Greenpeace Tests Masontown Residents for Mercury Poisoning
July 6, 2010
Residents who live in the shadow of the Hatfield’s Ferry coal plant gathered today to volunteer a small portion of their hair for a nationwide scientific study of mercury exposure. The sampling event, conducted by Greenpeace, comes weeks after activists from the environmental group raised attention to the issue of power plant pollution with a large banner hang at the Hatfield’s Ferry plant. The open house at the Italo-American Club collected data for Greenpeace’s Nationwide Hair Sampling Project and educated those in attendance about the growing national concern over the levels of the toxic metal mercury in people’s bodies.
The Greenpeace Mercury study was created in reaction to a Bush Administration proposal to weaken a Clinton-era decision that would have reduced mercury emissions from power plants, a leading cause of mercury pollution in the United States, by 90 percent by 2008. "Mercury emissions from coal power plants are dangerous and toxic to our environment and the fish we eat", stated Casey Harrell, Greenpeace Clean Energy Now! Campaigner. "Masontown residents, like all people, have a right to know what is in their bodies and they also have the right to know why their President is not protecting their health from this poison."
"Mercury exposure in children can affect critical neurological development including memory, language, motor skills and other brain functions. This damage can permanently affect their quality of life, academic success and economic prospects in life," Harrell continued. "When the Centers for Disease Control estimates that as many as 630,000 infants (1 in 6) are born in the U.S. every year with a risk of having unsafe amounts of mercury in their bodies, we know that mercury poisoning is at a near epidemic level. Today, residents living in Masontown can learn about this problem, get tested, and through this knowledge, learn how to keep their levels of mercury low.
"The Masontown community deserves better. Hatfield's Ferry is one of the nation's dirtiest power plants, and Allegheny Energy refuses to clean it up" said Lisa Graves Macucci of the Jefferson Action Group. "They are putting their profits ahead of our health".

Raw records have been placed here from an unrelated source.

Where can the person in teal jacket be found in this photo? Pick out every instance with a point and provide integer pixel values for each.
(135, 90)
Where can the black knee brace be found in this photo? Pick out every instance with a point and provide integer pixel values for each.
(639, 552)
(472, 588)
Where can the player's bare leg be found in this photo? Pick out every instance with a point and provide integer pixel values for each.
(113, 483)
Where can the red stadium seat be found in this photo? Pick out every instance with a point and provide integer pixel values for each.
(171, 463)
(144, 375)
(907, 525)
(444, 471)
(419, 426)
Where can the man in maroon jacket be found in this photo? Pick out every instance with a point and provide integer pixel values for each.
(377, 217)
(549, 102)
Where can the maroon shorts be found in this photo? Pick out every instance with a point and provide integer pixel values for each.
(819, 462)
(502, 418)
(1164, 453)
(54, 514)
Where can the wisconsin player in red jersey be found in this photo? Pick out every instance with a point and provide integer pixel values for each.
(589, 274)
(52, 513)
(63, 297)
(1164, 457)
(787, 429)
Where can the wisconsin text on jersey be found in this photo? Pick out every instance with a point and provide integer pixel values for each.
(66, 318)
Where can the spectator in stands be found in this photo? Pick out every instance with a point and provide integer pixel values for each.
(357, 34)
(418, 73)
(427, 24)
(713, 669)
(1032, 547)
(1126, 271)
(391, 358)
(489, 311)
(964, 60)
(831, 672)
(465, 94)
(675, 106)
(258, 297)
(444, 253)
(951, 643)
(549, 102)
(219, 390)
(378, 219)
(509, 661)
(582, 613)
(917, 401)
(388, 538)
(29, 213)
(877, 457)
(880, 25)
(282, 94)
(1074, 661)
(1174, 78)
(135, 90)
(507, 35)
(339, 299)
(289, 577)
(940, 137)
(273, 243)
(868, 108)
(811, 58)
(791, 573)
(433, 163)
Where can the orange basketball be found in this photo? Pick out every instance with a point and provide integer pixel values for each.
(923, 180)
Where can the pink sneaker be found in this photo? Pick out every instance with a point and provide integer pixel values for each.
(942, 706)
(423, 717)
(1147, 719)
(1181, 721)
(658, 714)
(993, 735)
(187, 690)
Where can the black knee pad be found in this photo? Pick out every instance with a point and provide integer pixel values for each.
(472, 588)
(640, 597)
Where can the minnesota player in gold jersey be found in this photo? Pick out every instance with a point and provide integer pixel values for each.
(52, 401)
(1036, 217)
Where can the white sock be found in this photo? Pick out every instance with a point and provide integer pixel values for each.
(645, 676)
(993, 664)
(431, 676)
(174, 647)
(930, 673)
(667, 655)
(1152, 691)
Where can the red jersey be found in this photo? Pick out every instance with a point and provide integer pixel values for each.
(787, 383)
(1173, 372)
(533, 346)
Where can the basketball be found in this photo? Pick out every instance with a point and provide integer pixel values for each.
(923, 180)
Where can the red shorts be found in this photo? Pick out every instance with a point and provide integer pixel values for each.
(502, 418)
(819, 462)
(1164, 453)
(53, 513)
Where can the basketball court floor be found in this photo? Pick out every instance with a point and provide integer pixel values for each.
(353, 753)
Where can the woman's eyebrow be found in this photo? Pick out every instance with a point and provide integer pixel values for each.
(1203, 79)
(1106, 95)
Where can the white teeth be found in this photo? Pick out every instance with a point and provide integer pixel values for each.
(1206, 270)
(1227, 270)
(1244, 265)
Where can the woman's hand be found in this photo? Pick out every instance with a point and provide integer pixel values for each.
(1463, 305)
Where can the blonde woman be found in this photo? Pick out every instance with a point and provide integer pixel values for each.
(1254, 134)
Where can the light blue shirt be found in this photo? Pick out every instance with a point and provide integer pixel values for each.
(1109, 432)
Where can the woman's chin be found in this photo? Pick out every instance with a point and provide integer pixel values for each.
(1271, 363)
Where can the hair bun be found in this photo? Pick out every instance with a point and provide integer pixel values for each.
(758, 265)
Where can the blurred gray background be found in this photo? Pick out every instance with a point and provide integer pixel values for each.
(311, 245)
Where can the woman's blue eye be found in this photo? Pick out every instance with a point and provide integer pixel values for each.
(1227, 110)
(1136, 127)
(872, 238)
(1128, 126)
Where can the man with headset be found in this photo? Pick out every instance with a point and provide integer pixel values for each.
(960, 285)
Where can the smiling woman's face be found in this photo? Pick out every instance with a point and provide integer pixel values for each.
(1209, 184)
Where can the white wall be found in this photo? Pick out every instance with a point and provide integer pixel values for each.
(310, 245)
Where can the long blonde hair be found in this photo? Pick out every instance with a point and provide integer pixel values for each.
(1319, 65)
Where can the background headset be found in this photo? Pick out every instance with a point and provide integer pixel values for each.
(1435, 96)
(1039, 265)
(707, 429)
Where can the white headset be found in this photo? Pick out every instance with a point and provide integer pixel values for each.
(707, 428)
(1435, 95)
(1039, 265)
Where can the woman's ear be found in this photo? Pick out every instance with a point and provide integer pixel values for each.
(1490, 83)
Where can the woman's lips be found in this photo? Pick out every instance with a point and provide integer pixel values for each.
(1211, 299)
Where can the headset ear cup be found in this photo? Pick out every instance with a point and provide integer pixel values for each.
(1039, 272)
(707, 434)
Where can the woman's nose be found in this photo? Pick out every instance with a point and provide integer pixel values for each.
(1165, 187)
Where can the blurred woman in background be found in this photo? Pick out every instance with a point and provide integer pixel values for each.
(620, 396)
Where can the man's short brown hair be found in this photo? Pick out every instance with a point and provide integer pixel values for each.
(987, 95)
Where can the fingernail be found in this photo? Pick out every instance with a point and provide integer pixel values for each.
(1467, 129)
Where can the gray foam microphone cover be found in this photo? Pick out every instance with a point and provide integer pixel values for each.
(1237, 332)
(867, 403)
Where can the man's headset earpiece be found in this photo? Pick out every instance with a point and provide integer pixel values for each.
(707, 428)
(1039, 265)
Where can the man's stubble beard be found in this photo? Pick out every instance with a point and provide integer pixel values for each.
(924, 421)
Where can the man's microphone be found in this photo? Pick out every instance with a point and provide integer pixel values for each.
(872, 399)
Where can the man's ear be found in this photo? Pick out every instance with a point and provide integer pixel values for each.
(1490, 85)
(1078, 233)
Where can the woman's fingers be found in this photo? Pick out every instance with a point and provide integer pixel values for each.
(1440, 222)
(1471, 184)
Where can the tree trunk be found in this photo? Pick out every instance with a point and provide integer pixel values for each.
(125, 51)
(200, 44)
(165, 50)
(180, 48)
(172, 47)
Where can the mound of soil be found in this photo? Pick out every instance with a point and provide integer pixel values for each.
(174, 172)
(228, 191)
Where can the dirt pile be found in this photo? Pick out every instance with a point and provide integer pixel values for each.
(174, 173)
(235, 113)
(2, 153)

Greenpeace also used the testing event to highlight renewable energy, a viable replacement to the nation's largest mercury source, coal power, as the group showcased its Rolling Sunlight solar demonstration vehicle outside the salon. "There's no reason why people must continue to have increased mercury poisoning, asthma attacks and global warming pollution from dirty energy like coal when clean energy is available now", said Rolling Sunlight driver Angie McIntosh, as she displayed the vehicle's solar capabilities.
The Hair Sampling for Mercury Project is part of Greenpeace's Clean Energy Now campaign. The Greenpeace Clean Energy Now! campaign is part of a global campaign that is committed to ending our addiction to fossil fuels by promoting and requiring the increased use of clean energy and energy efficiency as solutions for the world's growing power needs. The campaign has been successful by working with local and state governments, students, and other groups to stop dirty energy projects and to increase investment in clean energy.